Dix années d'insouciance, malgré les malheurs inévitables

Le mur de Berlin résisterait encore longtemps, mais cela n'empêchait pas de sourire à la lecture de Gaston, Astérix… ni de trembler, avec Blake et Mortimer, devant la Marque jaune. La Première, la Seconde Guerre mondiale avaient laissé des traces, des cicatrices au cœur des aînés. Mais au bout du compte, début 1970, les jeunes, eux, avaient vécu une époque dorée.

Freud ? Einstein ? Le maréchal Pétain ?

Balayés par des yeah, yeah, yeah plutôt simplistes mais ô combien efficaces : "Hitler, connais pas !", film de Bertrand Blier, sort en 1963. Le décès du général de Gaulle le 9 novembre 1970 scelle le destin des sixties, mais son remplacement par Pompidou ne marque pas pour autant le début des années 70.

Etonnant ?

Pas vraiment, dans la mesure où l'un a tenu le pouvoir plus de dix ans, l'autre à peine la moitié. Question d'aura et de destin également : aux Etats-Unis, Kennedy a marqué son époque, mais pas son successeur Johnson. Son rôle dans l'enlisement américain au Viet-nâm en fit de son vivant l'un des Grands les plus haïs de la planète.

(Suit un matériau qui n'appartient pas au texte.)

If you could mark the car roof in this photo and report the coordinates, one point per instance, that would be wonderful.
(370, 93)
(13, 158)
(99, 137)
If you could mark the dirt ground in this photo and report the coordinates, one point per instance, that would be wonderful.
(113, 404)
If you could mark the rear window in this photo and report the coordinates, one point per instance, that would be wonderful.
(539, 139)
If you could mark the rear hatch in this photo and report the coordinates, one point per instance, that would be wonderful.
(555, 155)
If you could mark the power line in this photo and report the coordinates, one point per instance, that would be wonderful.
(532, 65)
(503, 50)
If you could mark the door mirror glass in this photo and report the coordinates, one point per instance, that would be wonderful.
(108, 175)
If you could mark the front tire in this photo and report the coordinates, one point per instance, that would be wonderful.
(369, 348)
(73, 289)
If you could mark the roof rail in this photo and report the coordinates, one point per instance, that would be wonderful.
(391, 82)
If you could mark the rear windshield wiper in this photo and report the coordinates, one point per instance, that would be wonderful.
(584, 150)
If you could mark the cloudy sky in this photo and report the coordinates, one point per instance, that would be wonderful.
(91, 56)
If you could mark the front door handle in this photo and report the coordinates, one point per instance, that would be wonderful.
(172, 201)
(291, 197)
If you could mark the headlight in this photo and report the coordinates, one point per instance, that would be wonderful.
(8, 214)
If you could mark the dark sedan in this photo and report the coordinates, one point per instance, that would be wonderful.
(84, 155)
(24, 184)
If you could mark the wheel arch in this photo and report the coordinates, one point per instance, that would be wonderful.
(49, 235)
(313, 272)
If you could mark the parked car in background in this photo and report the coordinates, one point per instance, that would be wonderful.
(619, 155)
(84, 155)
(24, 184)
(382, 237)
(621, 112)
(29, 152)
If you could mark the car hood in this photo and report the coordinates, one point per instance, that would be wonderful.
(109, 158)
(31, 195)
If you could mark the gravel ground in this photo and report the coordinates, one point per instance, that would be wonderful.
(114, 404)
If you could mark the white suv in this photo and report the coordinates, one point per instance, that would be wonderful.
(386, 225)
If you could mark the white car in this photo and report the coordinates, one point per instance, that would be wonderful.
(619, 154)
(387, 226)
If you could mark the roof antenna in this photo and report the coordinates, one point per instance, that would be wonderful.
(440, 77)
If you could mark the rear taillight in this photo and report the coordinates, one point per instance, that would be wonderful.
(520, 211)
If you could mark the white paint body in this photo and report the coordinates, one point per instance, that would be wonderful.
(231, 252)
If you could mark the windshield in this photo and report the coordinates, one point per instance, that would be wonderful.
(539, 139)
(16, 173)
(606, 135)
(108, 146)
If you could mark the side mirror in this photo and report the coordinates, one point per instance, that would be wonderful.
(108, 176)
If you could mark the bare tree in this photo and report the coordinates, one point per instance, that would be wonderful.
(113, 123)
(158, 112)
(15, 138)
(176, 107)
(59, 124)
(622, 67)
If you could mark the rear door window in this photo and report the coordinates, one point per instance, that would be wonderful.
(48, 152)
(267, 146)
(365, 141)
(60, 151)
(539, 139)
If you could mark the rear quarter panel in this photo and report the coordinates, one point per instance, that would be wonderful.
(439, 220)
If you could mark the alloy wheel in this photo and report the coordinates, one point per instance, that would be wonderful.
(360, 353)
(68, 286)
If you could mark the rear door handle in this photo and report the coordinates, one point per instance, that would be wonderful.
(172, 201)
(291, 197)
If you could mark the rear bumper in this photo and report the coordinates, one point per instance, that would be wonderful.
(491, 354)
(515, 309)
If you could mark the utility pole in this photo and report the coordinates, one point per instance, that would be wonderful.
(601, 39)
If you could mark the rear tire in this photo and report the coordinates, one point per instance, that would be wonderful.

Les seventies rechignent-elles à se laisser cerner ?

Les années soixante-dix ont-elles alors commencé trop tôt, en mai 68 ? Ou en juillet 1969 avec la marche sur la Lune ? Se sont-elles achevées tardivement, en mai 81, lorsque nous apprenions la mort de Bob Marley et l'élection de Mitterrand et assistions à l'éclosion des radios libres ? Démarrent-elles en planant sur Pink Floyd (Umma Gumma, meilleure vente pop de l'hiver 69-70) pour s'achever en éructant, avec les Sex Pistols, la Grande Escroquerie du rock'n'roll (The Great Rock'n'roll Swindle) ? Les punk ont-ils enterré la pop music ? Le hard rock s'en était-il chargé avant eux ?

Le disco ressuscite-t-il la soul et le r'n'b ?

L'esprit rebelle est-il mort avec Sid Vicious en février 1979 ou avec John Lennon en décembre 1980 ? N'est-ce pas tout un pan du vingtième siècle qui s'écroule en quelques mois, avec les disparitions d'Elvis Presley et Charlie Chaplin (1977), Jacques Brel et Claude François (1978), Jean-Paul Sartre et Joe Dassin (1980), Georges Brassens (1981) ?

C'est finalement Johnny Hallyday qui aura le dernier mot : à cheval sur les deux années et sur les deux décennies, son 45 tours Ma gueule est à la fois le dernier "tube" des années 70 et le premier des années 80, puisqu'il sort le 18 décembre 1979 et entre au hit-parade en janvier 1980.